Nous nous trouvons dans le paradoxe incroyable qui est qu’une politique expansionniste est en train d’obtenir le contraire de ce à quoi elle aspire.

Aux yeux d’Israël, l’Iran est une menace que les autorités américaines décrivent comme un sanctuaire des terroristes, qui sont sunnites, or il s’agit d’un Etat chiite, détesté par les premiers…

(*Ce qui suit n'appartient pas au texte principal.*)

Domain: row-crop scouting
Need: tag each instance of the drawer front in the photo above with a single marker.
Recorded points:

Les dernières déclarations du Président américain ont isolé les Etats-Unis et pas l’Iran, dans la mesure où la majorité des autres pays qui avaient signé les accords sur le nucléaire, affirment qu’ils ne se retireront pas. La chaise vide est désormais américaine, pas iranienne. Paradoxalement, les Américains ont consolidé l’Iran en agissant de la sorte. Les autorités israéliennes martèlent constamment le fait qu’il existe un danger iranien: mais les militaires israéliens ne tiennent pas le même discours que le gouvernement et n’estiment pas qu’il faut rompre l’accord. Le gouvernement passe son temps à appeler des frappes contre Téhéran. Les militaires se montrent beaucoup plus rationnels dans leur politique que le gouvernement. Par ailleurs, cet appel continu au loup et à l’Iran sert à couvrir le bruit de la colonisation rampante des territoires palestiniens. Mais de façon globale, les développements récents auquel nous assistons sont inquiétants, car motivés par une politique de courte vue: dans le passé, on a vu des conflits se déclencher par petits glissements et soudain basculer en conflit généralisé.

Ce qui m’inquiète, c’est une déclaration conjointe du secrétaire d’État américain, de celui à la Défense et du général Kelly qui fait office de conseiller militaire de Trump, affirmant que d’un glissement à l’autre, on pourrait tout à fait, sans nous en être rendu compte, nous retrouver au milieu d’une Troisième Guerre mondiale. Aujourd’hui, partout et pas seulement en Palestine, nous nous trouvons face à des situations extrêmement volatiles.